Review by Felix on January 2, 2021.
The creation of good music can be very easy. A muscular riff, an underlying atmosphere of danger, robust vocals and an earthy, unspoilt production – it does not need much more to bring a killer like 'Collateral Damage' to life. This jewel boasts with a riff that Accept do not have any more in their portfolio (because they have absolutely nothing any more, only Wolf H., but metal musicians who love to show their affinity for classic music on stage cannot be taken seriously). However, this song marks the best number on the comeback work of the Swedes.
With the exception of two new songs in 2009, Torch decided to fall into a comatose sleep for the very brief period of 36 years, but now they are back with four original members in their line-up. This amazing rarity alone makes me feel fine, but it gets even better. No, the remaining eight tracks I have not mentioned so far cannot fully compete with the climax of Reignited, but they offer tons of riffs, a cool level of catchiness and natural harshness. Everything is embedded in conservative song patterns. This feels primal and right with regard to the beginnings of the ensemble and the musical socialisation of the musicians. A completely underrated album of Krokus, the energetic "Stampede" disc from 1990, is probably unknown to the musicians of Torch, but it could easily be the older sibling of this comeback.
Not every song hits the mark exactly. 'Cradle to Grave' sounds like a slightly too hard rocker by Quiet Riot or similar wannabes. 'All Metal, No Rust' lives up to its name. Musically a heavy lump, but lyrically almost painfully clichéd. 'Intruder' drags on relatively unimaginatively for 4:34 minutes. But these details don't change the basically positive overall impression left by these nine mostly well-seasoned songs. Anyone who likes and has too much time can, of course, warm up the age-old discussion of whether such traditionally influenced music is still needed in the year 2020. Some will give the album the label "stale", others the seal of timelessness. But everyone should know himself well enough to know which party he belongs to and therefore leave this album alone or not.

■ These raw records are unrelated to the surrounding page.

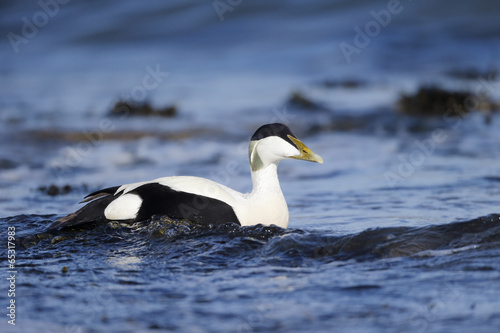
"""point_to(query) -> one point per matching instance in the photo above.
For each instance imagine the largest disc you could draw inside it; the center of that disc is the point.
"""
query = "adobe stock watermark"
(222, 7)
(74, 155)
(31, 26)
(371, 29)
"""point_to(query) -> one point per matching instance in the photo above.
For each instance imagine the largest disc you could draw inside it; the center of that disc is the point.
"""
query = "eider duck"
(199, 200)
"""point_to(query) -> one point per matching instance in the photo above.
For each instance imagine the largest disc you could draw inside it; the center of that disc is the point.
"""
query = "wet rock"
(7, 164)
(473, 74)
(125, 109)
(434, 101)
(346, 83)
(54, 190)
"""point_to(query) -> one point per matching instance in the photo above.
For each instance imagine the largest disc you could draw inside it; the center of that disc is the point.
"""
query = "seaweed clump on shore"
(433, 101)
(125, 109)
(54, 190)
(298, 100)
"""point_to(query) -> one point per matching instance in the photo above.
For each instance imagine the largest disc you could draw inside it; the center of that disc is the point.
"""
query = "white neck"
(266, 180)
(266, 203)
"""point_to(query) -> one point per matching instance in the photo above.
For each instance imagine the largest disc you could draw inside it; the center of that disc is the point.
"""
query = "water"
(398, 231)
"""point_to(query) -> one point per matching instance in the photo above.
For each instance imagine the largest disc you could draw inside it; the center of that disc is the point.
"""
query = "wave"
(162, 235)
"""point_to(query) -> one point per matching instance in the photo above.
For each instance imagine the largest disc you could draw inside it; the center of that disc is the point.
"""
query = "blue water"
(397, 232)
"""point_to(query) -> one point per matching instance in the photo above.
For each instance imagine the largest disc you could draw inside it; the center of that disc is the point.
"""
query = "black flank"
(162, 200)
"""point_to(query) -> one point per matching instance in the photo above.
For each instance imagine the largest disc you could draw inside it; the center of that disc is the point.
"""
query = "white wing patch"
(124, 207)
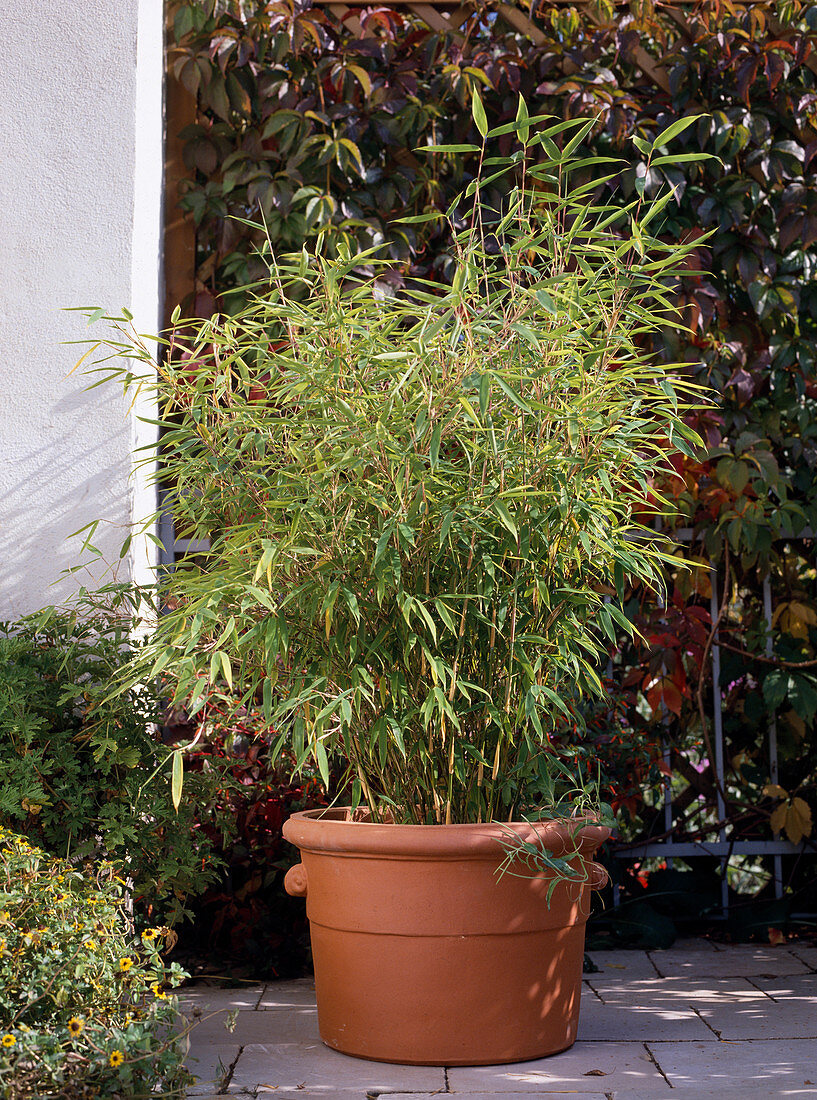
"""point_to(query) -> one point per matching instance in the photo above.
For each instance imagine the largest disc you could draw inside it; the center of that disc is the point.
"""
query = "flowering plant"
(85, 1004)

In contrast to the atrociously stupid artwork, which is probably the most amateurish representation of the term Reignited ever, the production effortlessly reaches the common international standards. The album has an organic sound and sparks a good amount of metallic clarity. This especially benefits 'In the Dead of Night', a somewhat restrained piece, but carried by very good melodies. Consequently, if you lump all the pros and cons together, you end up with a good piece of old school metal, not spectacular, outstanding or sensational, but by no means frumpy either.